In dimension $p$, if the bandwidth scales as $b \sim n_2^{-1/(4+p)}$ (optimal for nonparametric estimation), the effective sample size scales as $n_{\text{eff}} \sim n_2^{4/(4+p)}$. For $p = 30$, this is $n_{\text{eff}} \sim n_2^{4/34} \approx n_2^{0.12}$. With $n_2 = 5000$, the effective sample size is approximately $5000^{0.12} \approx 3.1$ — barely enough to define a quantile, let alone a reliable one.
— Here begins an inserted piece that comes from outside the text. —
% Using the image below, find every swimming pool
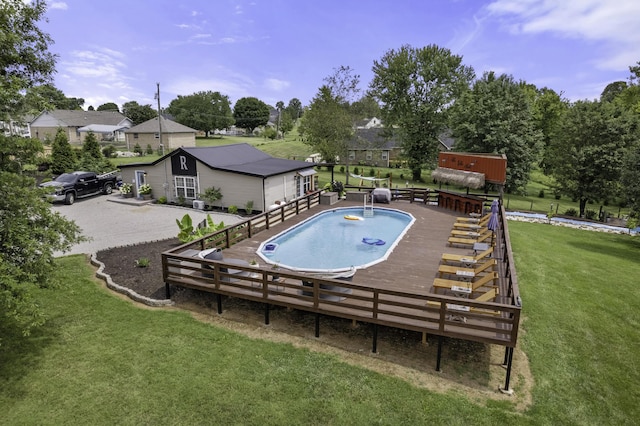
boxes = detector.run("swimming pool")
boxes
[257,207,415,273]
Furthermore, the kernel in Localized CP operates in the original feature space, measuring Euclidean (or Mahalanobis) distance. But in linear regression, the prediction difficulty depends on leverage $h(x) = x^\top(\mathbf{X}^\top\mathbf{X})^{-1}x$ — a specific quadratic form in the features, not the raw distance. A kernel that localizes in Euclidean distance may assign similar weights to two calibration points that differ substantially in leverage (if they happen to be equidistant from $x$ but in different directions relative to the training data covariance).

Formal Comparison

	CQR	Studentized CP	Localized CP
Auxiliary models	2 quantile regressors	1 scale estimator	None
Hyperparameters	QR model hyperparams	Scale model hyperparams	Kernel, bandwidth
Cost per test point	$O(1)$	$O(1)$	$O(n_2)$
Sign flip	Partial (QR trained on $D_1$)	Full ($\hat{\sigma}$ inverts $h$-dependence)	None
Adaptation source	Learned $\hat{Q}_{\text{hi}} - \hat{Q}_{\text{lo}}$	Estimated $\hat{\sigma}(x)$	Local calibration quantile
Score exchangeability	Exact (by construction)	Violated ($h$-dependent inflation)	Approximate (weighted)
High-$p$ behavior	Depends on QR model	Sign flip worsens ($h$ variation grows)	Effective sample size collapses

An Open Question

Every existing adaptive method either trains extra models (CQR, Studentized) or adds per-test-point computational cost (Localized). Each has genuine merit, and the right choice depends on the application. But a natural question emerges: is there a simpler path? One that uses structural information the data already provides, without training auxiliary models or paying high per-test-point costs?

The Parts 4–6 of this series showed that the design matrix geometry — specifically, leverage scores — directly controls prediction error variance. Whether and how that geometric information can be brought to bear on the problem of adaptive prediction intervals remains an interesting direction.